Wisconsin is a “community property” state, which means any property that has been acquired (by either party) prior to or during the course of the marriage is considered community property, even if it is not titled in both names. For example, the home and real property in which the family usually resided during the marriage is referred to as the marital home. Either one or both spouses may own the marital home. Regardless of which spouse is the titled owner of the marital home, each spouse has a one-half interest in the home and has the same right to use and reside in the home. This right can be varied by court order or contract.

Exempted Property from Division

Property may be considered individual property of a party and not subject to division if it was acquired:

  1. As a gift from someone other than your spouse
  2. By your family's inheritance

This exempted property does not apply if the court finds that refusal to divide the property will create a hardship on the other party or on the children of the marriage. If the court makes such a finding, the court may divest the party of the property in a fair and equitable manner.

Does ALL property get divided?

In Wisconsin, there is a presumption that property will be divided equally between parties. This presumption can be overcome by arguments as to why a different division is fairer. While the law presumes all property is community, many times arguments are made that each party should leave with what they came with. In practice, the parties often negotiate the division of the assets acquired during the marriage and exclude their premarital assets as their individual property. However, an argument can be made that the premarital interests are so commingled with marital assets that they have lost their individual interest and have become all marital. Such an argument requires a careful review of the facts of the situation.

If I started a business during the marriage, will it be divided too?

Yes, if you start a business during the marriage, a court may consider the value of the business, including assets and receivables, as marital property. Your spouse may receive part or even half of your business in a divorce. Since it may be difficult to physically divide a business, a court may allocate another marital asset that is equal to the value of your business. The court may also order assets from the business to be paid to the ex-spouse.

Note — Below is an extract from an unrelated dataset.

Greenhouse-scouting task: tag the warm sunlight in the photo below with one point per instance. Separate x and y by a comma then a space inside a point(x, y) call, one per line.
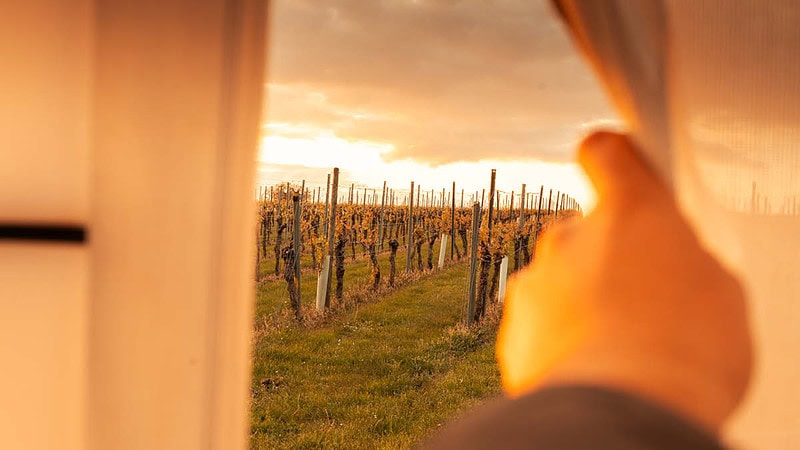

Is my retirement fund still mine?

Under Wisconsin law, all assets brought to the marriage or acquired during the marriage are considered marital property. Retirement funds are included in assets that can be divided.

When gathering all the asset and debt information in your marital estate, it is often a balancing act in determining who will keep which assets and debt. If you have enough assets that are equal in value to your retirement account, then your spouse could opt to receive those assets, and you could keep your retirement account.

What if my retirement account began before my marriage?

If you have any pre-marital interest in your retirement accounts, you can certainly negotiate with your spouse to exclude your pre-marital interest from the marital assets being divided. You will need to gather records indicating the value of your account at the time of the marriage to verify your pre-marital interest. You should note that the court is not required to grant you any premarital interest.